Empathy and empathic communication is not just important for patients, he said, but for the physicians, nurses, and the entire health care team who care for them.

“Research suggests that empathic people tend to be more generous and concerned with others’ welfare, and they also tend to have happier relationships and greater personal well-being,” he said. “Empathy can also improve leadership ability and facilitate effective communication.”

Those are qualities that can contribute to building a more diverse and inclusive workforce in medicine, Dr. Haynes said, as he called on health care professionals to encourage enrollment in medical programs and training for more individuals from traditionally underrepresented groups in order to build a foundation for a more representative and empathetic future of medicine.

“We can improve faculty diversity in academic medicine as well as medical student diversity,” he said. “This will lead to improved diversity in pulmonary and critical care medicine. CHEST has made great strides in diversity, equity, and inclusion, but we have more work to do.”

To make real progress, however, he said it’s time to think outside the box and look for innovative ways to foster interest in medicine and improve and expand the pipeline for underrepresented minority and ethnic groups to access careers in medicine.

“We must think about the children in middle school and high school who may not have ever considered a career in medicine,” he said.

While CHEST and the CHEST Foundation have many community outreach events and activities, Dr. Haynes said individuals can also play an important role and do their part by engaging with their own communities, such as volunteering at a local school on career day, particularly in schools in urban areas and public schools that are under-resourced.
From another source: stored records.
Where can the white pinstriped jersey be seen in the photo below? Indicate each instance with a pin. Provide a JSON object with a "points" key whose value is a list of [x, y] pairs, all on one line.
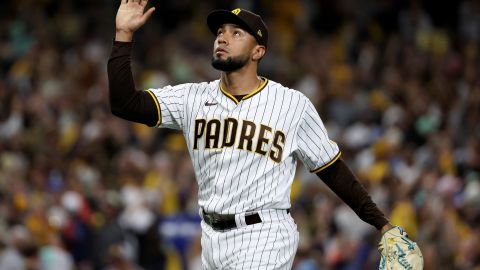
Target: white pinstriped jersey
{"points": [[244, 153]]}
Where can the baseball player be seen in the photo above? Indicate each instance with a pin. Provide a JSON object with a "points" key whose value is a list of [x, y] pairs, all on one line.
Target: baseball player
{"points": [[244, 134]]}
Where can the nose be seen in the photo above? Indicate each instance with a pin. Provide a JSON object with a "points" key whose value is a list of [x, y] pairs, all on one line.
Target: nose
{"points": [[221, 39]]}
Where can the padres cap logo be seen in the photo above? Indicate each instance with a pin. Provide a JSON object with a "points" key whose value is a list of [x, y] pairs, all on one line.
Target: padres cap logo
{"points": [[246, 19]]}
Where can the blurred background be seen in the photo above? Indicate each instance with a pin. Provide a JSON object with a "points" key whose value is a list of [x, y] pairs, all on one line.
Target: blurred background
{"points": [[396, 82]]}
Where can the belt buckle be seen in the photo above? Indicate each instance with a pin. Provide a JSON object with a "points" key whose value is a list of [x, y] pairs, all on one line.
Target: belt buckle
{"points": [[211, 218]]}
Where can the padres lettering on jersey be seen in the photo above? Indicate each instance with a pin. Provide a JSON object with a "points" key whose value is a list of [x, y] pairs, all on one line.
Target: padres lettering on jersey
{"points": [[245, 152], [241, 134]]}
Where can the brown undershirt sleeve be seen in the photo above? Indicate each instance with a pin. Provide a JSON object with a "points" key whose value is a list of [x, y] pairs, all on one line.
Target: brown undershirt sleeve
{"points": [[125, 101], [340, 179]]}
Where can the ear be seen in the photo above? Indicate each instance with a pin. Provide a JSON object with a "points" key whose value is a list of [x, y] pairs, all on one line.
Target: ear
{"points": [[258, 52]]}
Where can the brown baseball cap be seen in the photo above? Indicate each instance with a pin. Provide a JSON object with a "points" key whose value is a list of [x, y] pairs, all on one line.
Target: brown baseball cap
{"points": [[247, 20]]}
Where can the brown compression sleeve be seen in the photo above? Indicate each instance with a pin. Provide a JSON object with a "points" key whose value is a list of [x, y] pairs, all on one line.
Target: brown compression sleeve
{"points": [[340, 179], [125, 101]]}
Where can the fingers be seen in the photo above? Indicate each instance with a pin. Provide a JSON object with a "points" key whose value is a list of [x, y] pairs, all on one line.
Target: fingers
{"points": [[147, 14]]}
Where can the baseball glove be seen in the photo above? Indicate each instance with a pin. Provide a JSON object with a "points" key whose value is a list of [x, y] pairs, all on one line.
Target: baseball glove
{"points": [[397, 251]]}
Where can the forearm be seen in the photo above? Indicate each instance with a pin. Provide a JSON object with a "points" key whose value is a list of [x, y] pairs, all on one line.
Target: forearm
{"points": [[340, 179], [125, 101]]}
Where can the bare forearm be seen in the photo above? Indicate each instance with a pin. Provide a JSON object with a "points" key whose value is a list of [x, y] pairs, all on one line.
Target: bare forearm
{"points": [[125, 101], [340, 179]]}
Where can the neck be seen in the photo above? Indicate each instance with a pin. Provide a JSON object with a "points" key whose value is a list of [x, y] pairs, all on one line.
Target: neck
{"points": [[240, 83]]}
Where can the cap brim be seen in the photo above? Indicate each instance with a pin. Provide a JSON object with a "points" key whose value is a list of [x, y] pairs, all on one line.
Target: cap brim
{"points": [[217, 18]]}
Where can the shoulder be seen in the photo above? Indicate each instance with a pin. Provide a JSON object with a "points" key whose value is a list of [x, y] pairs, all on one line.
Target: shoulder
{"points": [[290, 92], [188, 88]]}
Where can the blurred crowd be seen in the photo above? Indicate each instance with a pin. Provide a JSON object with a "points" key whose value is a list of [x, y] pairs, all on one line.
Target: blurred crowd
{"points": [[396, 82]]}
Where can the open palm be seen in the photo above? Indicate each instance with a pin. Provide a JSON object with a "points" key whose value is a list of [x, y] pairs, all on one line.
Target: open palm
{"points": [[131, 15]]}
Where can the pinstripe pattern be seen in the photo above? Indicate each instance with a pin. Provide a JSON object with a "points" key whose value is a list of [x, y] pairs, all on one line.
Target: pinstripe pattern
{"points": [[236, 179]]}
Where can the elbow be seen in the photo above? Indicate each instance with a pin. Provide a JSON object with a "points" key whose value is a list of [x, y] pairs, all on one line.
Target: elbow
{"points": [[117, 111]]}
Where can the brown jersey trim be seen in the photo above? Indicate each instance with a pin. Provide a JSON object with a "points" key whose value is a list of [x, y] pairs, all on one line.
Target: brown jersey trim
{"points": [[256, 91], [159, 122], [328, 164], [260, 88]]}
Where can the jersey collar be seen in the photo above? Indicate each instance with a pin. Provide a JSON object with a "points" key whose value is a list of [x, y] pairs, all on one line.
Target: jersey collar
{"points": [[256, 91]]}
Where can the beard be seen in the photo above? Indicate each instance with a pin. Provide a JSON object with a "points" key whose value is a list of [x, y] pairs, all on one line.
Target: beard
{"points": [[229, 64]]}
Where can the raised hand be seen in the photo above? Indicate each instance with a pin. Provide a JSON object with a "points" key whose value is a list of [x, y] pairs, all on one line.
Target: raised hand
{"points": [[130, 17]]}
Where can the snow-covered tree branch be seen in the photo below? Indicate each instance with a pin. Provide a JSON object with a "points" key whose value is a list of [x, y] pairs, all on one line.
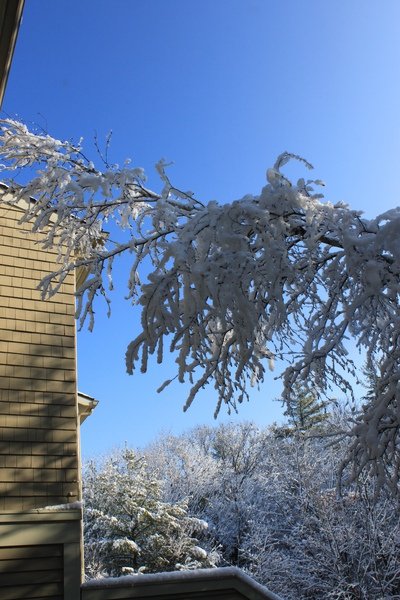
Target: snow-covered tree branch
{"points": [[282, 276]]}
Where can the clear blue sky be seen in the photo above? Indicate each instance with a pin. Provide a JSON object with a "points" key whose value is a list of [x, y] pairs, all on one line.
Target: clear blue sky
{"points": [[220, 87]]}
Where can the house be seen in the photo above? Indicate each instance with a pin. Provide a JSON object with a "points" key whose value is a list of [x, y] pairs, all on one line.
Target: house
{"points": [[40, 413]]}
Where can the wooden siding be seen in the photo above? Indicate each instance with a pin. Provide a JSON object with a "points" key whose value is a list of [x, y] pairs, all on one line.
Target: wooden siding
{"points": [[32, 572], [38, 401]]}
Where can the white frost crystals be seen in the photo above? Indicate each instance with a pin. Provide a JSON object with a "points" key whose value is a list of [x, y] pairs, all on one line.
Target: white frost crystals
{"points": [[278, 276]]}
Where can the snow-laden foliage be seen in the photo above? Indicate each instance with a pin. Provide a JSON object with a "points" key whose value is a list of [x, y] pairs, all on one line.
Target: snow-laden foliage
{"points": [[280, 277], [273, 510], [128, 528]]}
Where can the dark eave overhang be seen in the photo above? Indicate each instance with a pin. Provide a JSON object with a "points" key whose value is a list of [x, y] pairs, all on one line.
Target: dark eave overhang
{"points": [[10, 18]]}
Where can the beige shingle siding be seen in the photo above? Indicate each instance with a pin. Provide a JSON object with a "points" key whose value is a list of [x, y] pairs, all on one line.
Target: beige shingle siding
{"points": [[38, 408]]}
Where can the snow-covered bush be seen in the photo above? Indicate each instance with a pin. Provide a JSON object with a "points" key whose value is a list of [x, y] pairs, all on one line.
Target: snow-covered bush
{"points": [[128, 528], [273, 510]]}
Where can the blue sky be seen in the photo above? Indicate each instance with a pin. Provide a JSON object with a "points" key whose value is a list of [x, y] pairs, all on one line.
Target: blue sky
{"points": [[220, 87]]}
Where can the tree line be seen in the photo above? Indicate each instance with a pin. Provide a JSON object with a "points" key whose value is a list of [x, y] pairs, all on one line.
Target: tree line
{"points": [[262, 499]]}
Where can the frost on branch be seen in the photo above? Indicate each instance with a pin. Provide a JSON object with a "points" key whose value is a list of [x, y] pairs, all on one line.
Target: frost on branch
{"points": [[281, 276]]}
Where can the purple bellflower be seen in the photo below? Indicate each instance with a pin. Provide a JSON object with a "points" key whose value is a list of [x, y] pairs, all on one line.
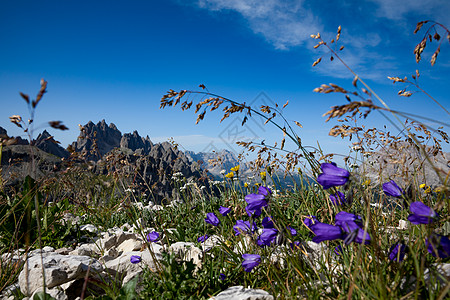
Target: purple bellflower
{"points": [[267, 237], [250, 261], [153, 236], [421, 214], [224, 211], [267, 222], [338, 199], [392, 189], [332, 175], [244, 227], [310, 220], [202, 238], [212, 219], [262, 190], [255, 203], [397, 252], [292, 230], [326, 232]]}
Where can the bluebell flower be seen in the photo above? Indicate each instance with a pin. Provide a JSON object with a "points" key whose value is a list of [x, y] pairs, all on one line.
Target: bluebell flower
{"points": [[326, 232], [202, 238], [153, 236], [310, 220], [224, 210], [338, 199], [392, 189], [267, 222], [244, 227], [397, 252], [332, 175], [250, 261], [292, 230], [267, 237], [262, 190], [212, 219]]}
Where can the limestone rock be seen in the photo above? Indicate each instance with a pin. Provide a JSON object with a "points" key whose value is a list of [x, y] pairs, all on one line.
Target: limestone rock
{"points": [[241, 293], [58, 269], [187, 251], [135, 142], [46, 143], [123, 267]]}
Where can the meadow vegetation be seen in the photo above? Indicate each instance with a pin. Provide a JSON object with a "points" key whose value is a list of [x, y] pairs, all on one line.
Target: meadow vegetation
{"points": [[338, 234]]}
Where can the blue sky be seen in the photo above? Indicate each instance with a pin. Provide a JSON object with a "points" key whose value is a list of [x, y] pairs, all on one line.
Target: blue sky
{"points": [[114, 60]]}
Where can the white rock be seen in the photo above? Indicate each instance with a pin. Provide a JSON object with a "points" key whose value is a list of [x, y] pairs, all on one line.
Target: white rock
{"points": [[187, 251], [211, 242], [55, 292], [86, 250], [58, 269], [89, 227], [123, 267], [130, 245], [241, 293]]}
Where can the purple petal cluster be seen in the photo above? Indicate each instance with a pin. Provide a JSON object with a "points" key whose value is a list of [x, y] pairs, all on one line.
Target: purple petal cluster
{"points": [[438, 245], [212, 219], [153, 236], [267, 222], [134, 259], [244, 227], [326, 232], [310, 220], [348, 227], [338, 199], [353, 226], [202, 238], [332, 176], [292, 230], [392, 189], [250, 261], [267, 237], [224, 211], [397, 252], [421, 214], [257, 201]]}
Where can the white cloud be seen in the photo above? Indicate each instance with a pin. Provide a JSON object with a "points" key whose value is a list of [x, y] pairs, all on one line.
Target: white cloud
{"points": [[283, 23]]}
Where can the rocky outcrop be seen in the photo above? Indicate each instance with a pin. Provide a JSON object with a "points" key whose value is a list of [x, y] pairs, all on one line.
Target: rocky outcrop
{"points": [[18, 161], [151, 174], [46, 143], [406, 165], [136, 143], [95, 140], [215, 162]]}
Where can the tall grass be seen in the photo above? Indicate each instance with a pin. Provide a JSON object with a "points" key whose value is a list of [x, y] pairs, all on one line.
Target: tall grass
{"points": [[355, 259]]}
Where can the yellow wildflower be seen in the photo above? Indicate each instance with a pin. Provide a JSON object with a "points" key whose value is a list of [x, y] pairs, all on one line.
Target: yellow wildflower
{"points": [[263, 175], [235, 169]]}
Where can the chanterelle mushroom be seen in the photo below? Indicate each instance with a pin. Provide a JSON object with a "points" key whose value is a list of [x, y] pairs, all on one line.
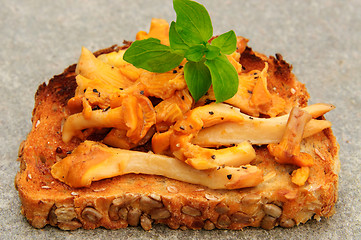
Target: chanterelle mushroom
{"points": [[288, 150], [93, 161], [259, 130]]}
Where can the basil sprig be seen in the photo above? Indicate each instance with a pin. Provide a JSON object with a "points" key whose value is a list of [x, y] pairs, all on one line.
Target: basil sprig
{"points": [[189, 38]]}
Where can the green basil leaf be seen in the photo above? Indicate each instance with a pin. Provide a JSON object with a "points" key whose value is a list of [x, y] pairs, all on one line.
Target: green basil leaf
{"points": [[224, 78], [195, 53], [175, 41], [212, 52], [198, 78], [227, 42], [151, 55], [193, 22]]}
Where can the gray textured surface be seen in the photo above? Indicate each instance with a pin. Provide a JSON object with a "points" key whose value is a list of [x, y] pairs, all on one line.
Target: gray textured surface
{"points": [[320, 38]]}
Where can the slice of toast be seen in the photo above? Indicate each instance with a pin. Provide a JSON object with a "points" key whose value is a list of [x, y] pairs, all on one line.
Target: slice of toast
{"points": [[137, 199]]}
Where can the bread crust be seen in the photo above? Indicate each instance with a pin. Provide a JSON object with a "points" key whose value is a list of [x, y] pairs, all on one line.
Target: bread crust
{"points": [[144, 200]]}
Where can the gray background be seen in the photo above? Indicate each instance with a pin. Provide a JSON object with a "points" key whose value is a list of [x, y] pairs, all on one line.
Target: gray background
{"points": [[321, 39]]}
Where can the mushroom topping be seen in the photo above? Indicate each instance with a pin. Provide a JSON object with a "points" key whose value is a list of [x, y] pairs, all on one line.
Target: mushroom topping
{"points": [[135, 115], [92, 161], [178, 139], [259, 130], [288, 150], [91, 67]]}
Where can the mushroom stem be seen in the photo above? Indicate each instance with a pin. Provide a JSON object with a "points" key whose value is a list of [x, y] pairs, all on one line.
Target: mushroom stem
{"points": [[259, 130], [92, 161], [288, 150]]}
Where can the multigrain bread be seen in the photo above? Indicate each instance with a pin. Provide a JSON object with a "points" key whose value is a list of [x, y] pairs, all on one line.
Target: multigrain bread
{"points": [[137, 199]]}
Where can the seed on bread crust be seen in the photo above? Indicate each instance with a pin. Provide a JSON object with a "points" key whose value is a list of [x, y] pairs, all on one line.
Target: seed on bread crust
{"points": [[191, 211], [133, 216], [113, 212], [221, 208], [209, 225], [145, 222], [272, 210], [287, 223], [224, 221], [172, 189], [159, 213], [250, 199], [52, 216], [72, 225], [146, 204], [268, 222], [65, 214], [123, 214], [240, 217], [91, 215]]}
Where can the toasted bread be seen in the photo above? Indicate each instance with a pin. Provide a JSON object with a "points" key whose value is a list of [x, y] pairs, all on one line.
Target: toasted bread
{"points": [[137, 199]]}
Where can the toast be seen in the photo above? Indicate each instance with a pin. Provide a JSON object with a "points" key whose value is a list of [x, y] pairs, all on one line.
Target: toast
{"points": [[140, 199]]}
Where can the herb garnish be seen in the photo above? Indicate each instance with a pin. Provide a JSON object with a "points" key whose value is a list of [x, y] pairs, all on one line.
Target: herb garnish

“The work you do will be invaluable in the lives of those children, and the empathy you gain and display will improve your life as well. I’m certain of that,” he said. “Who knows, you might inspire a young, underrepresented, low-income male to desire to become a physician—a pulmonary/critical care physician—pursue a career in academic medicine, rise through the academic ranks, become a medical school Admissions Dean, and one day serve as the keynote speaker at the CHEST annual meeting.”